Minimal sync client constructor. You can pass only token, other parameters are optional; if base_url is not provided, the SDK uses NEUROLINKER_BASE_URL when set, otherwise it defaults to https://neurolinker.api.ainexxo.com.

AsyncNeuroLinker(
    token,
    base_url=None,
    timeout_s=600.0,
    poll_interval_s=2.0,
    poll_max_interval_s=10.0,
    http_client=None,
)

Minimal async client constructor. You can pass only token, other parameters are optional; if base_url is not provided, the SDK uses NEUROLINKER_BASE_URL when set, otherwise it defaults to https://neurolinker.api.ainexxo.com.

Or if you want to define .env file you can override these parameters:

NeuroLinker.from_env(timeout_s=None, poll_interval_s=None, poll_max_interval_s=None)

Loads these parameters from default if they aren't set, otherwise override them.

AsyncNeuroLinker.from_env(timeout_s=None, poll_interval_s=None, poll_max_interval_s=None)

Async version of from_env.

Available methods

These are a list of methods that can be used. Async equivalents exist for every resource and use the same parameters with await.

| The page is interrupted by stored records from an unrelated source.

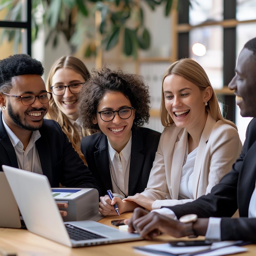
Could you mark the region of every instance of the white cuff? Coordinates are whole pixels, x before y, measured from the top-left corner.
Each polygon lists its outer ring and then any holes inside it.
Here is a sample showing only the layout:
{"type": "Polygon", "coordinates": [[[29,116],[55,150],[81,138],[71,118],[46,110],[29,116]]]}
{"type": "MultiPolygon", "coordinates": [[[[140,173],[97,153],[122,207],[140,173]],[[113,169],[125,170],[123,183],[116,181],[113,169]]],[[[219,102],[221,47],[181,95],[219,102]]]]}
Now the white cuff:
{"type": "Polygon", "coordinates": [[[221,234],[220,232],[220,222],[221,218],[211,217],[209,218],[208,226],[205,234],[205,239],[207,240],[220,241],[221,234]]]}
{"type": "Polygon", "coordinates": [[[155,209],[155,210],[152,210],[151,211],[155,211],[157,212],[161,215],[164,215],[166,217],[171,218],[171,219],[174,219],[177,220],[177,218],[175,215],[175,213],[169,208],[166,208],[165,207],[163,207],[160,209],[155,209]]]}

Note: In order to facilitate the workflow, the sdk offers methods for polling results since many actions have success only when the result of the document is completed.

Method Description
client.tasks.list() List the processing tasks available in the system.
client.extract.extract(documents=[("file.pdf", b"...")], urls=None, alias=None, description=None) Upload PDFs from bytes. documents and urls are mutually exclusive.
client.extract.extract(documents=None, urls=["https://..."], alias="optional", description="optional") Submit a URL-based extraction job.
client.status.request(request_id) Check the status of an extraction request by request ID.
client.status.document(document_id) Check the status of a single document by document ID.
client.extract_request_uid(extract_response) Extract request_uid from the extract response (supports both top-level and nested data payloads).
client.extract_document_ids(status_response) Extract document IDs from a request-status response.
client.wait_for_request_completion(request_uid, timeout_s=None, poll_interval_s=None, poll_max_interval_s=None) Built-in polling helper that waits for terminal status (completed, failed, pending), handling transient 404 during early processing.
client.documents.markdown(document_ids, content_types=None) Retrieve markdown results for document IDs. content_types can be a list of ContentType values or strings.
client.documents.json(document_ids, content_types=None) Retrieve JSON results for document IDs, with optional content type filtering.
client.documents.images(document_ids) Retrieve extracted image metadata for document IDs.
client.documents.page_summaries(document_ids) Retrieve per-page summaries.
client.documents.section_summaries(document_ids) Retrieve summaries grouped by detected sections.
client.documents.document_summary(document_ids, summary_type="page" \| "section") Retrieve a single consolidated summary. summary_type is required and supports page or section.
from neurolinker_sdk.resources.documents import ContentType Use ContentType.TEXT, ContentType.FORMULA, ContentType.TABLES, ContentType.IMAGES to filter content returned by markdown/json endpoints.
client.zip.make_zip(job_uid="...", document_uid=None, local_images=False, content_types=None) Request a ZIP archive for a completed extraction job (entire job or a single document). job_uid maps to a generic extraction; if document_uid is set, it maps to a specific document to download. With local_images=True, JSON/Markdown references are rewritten to local relative image paths. content_types is optional (example: ["text"] or others ContentType) and filters JSON/Markdown content included in the ZIP.
NeuroLinkerAPIError, NeuroLinkerConfigError Exceptions raised for non-2xx API responses or missing/invalid configuration.